From muddy footpaths to paved roads

From muddy footpaths to paved roads
From muddy footpaths to paved roads

6 April 2006- 'Unity and a supportive municipality have been the core ingredients of our success.' The pride in Dal Bahadur Chauwan's voice leaves no doubt that he and his fellow citizens feel they have contributed significant changes to their neighborhood.


Mr. Chauwan is an extraordinary active member of his local community in Itahari, a small town in the southern part of Nepal. I am sitting with him and two other members of the local community organization with the ambitious name, Aadarsha, which means 'ideal' in Nepali. They are all very eager to tell how they, using the slogan 'Unity Strengthens,' have managed to organize their community into a well functioning part of the municipality; an ideal for others.


Two years earlier the people in the community did not have much interaction. They barely greeted when they met each other outside their houses. Their houses stood along small paddy fields and connected only by narrow footpaths. Garbage used to lie scattered around the footpaths or in the fields, where cattle and goats roamed freely, contributing to the further degradation of the surroundings. People had only limited contact with the municipal authorities, who are responsible for securing and delivering basic public services to its citizens.


In March 2004, Mr. Chauwan and other community members decided to do something to change the situation and improve their community. After collecting what corresponds to US $180 from their own pockets, they approached the Itahari municipal government for their support.

The Itahari Municipality is one among 30 municipalities supported by UNDP through the Rural-urban Partnership Programme (RUPP). Two of the main activities of the programme are to build capacity within the municipalities and to organize all citizens of the municipality into so-called Tole/Lane Organizations (TLOs), a community-based organization.


When members of the Aadarsha community group approached the municipal authorities, they were advised to form a TLO. Subsequently, they developed a plan for improving their community jointly with the municipality. To realize the plan, the Aadarsha TLO decided to contribute with their own funds and labor. The municipality provided tractors and technical support.

Today, the small and muddy footpaths have been transformed into clean gravel-paved roads. The community has become united by organizing themselves, which has not only made it easier for them to approach the municipal government, but also created a real neighborhood where people greet each other and come together on a regular basis. Five citizens have already benefited from the initiative, gaining access to credit and training on how to establish and manage a small enterprise.

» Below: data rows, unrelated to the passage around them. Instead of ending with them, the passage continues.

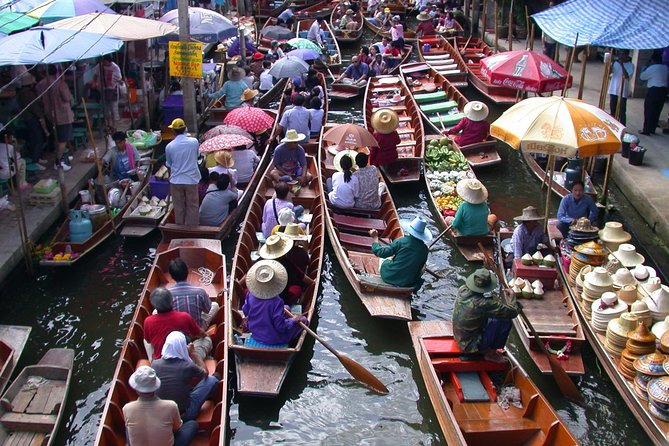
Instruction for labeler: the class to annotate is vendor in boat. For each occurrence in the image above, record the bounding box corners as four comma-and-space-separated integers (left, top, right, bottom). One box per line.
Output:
262, 181, 304, 237
556, 180, 598, 237
369, 108, 401, 168
445, 101, 491, 147
208, 66, 248, 109
369, 216, 431, 288
168, 258, 220, 331
337, 56, 370, 84
240, 88, 259, 107
241, 260, 308, 348
124, 365, 198, 446
165, 118, 201, 226
327, 151, 360, 209
511, 206, 549, 259
445, 178, 497, 236
199, 174, 238, 227
452, 268, 518, 362
415, 11, 436, 37
103, 131, 141, 182
152, 331, 219, 422
269, 129, 312, 186
307, 18, 325, 48
337, 9, 357, 30
258, 232, 313, 305
353, 152, 382, 210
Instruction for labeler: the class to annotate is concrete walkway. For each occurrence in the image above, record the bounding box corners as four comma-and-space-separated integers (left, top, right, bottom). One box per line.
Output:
483, 33, 669, 242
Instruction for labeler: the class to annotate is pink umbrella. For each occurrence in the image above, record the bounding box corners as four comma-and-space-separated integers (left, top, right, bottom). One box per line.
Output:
224, 107, 275, 133
199, 134, 254, 153
480, 50, 572, 93
201, 124, 252, 142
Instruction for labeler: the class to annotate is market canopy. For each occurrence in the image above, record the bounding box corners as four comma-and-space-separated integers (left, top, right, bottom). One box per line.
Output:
50, 13, 178, 41
532, 0, 669, 49
27, 0, 115, 23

Social mobilization and local governance are closely interlinked in the case of Nepal where there is a huge gap between the services required by the people and the services provided by the central and local governments. The Aadarsha TLOs is an example of how local governments, civil society and UNDP can jointly work on issues like improvement of basic services, poverty alleviation and empowerment.


Organizing people have also proved to prevent conflict in local communities. As this case shows, getting organized in TLOs have improved the feeling of belonging to the same community. Nepal is a country suffering from 10 years of conflict and the experience from RUPP is that people feel safer after being organized. Before, they often had to face insecurity alone, but being in a group provides a safety net, as well as a platform for people to express their fears and concerns.


The experience from RUPP is that poverty, social inconsistency, lack of economical opportunities and bad governance all mutually reinforce the exclusion of citizens from decision making processes, as well as fuel the vicious spiral of poverty. The RUPP programme has developed an approach, where social mobilization is institutionalized within the municipal government.

In this way the programme has fostered an environment and formal structures where people are empowered to interact with their local governments. People have been empowered to demand good governance and access to basic services.

Building the capacity of the municipality staff has, on the other hand, improved the responsiveness of the local governments toward their citizens. However, there is still a huge gap between the demands and wishes of the citizens and what the local governments can and will supply.


At the end of our conversation, Mr. Chauwan demonstrated the confidence and energy among the group members of Aadarsha TLO. When asked about the future of the TLO he listed a whole range of ideas and plans: 'To build a small chalk factory; a bakery. We would like our TLO to act as a service provider to ensure all our members Nepali citizenship.'

Making good business out of traditional skills

Maya Dhimal is sitting on the ground in her wooden house carrying on with her loom weaving tasks, weaving material to create the traditional women's clothing, the petani.


She belongs to an ethnic minority ' the Dhimals ' in the South-Eastern part of Nepal. Together with other women from her local community, Maya decided to form a community organization under the UNDP supported Rural-Urban Partnership Programme (RUPP).

With the support of the Damak municipality and RUPP she has been organizing with other women and together they have formed a number of small enterprises involving their long-held skills, weaving skirts and hats for sale. Making the material is a traditional occupation for the women of the Dhimal community, but prior to getting organized and receiving training on how to run small enterprises, they did not use their traditional skills for earning an income.


For the women and their families these skills have proved profitable. They are now able to improve their houses and more families can send their children to school. Equally important for Maya Dhimal and her fellow group members is that getting organized has increased their confidence as individuals, as well as the social harmony in their community.

Maya Dhimal is an example on how traditional knowledge supported with training on enterprise management turned what she used to do every day into good business and better living conditions for herself and her children.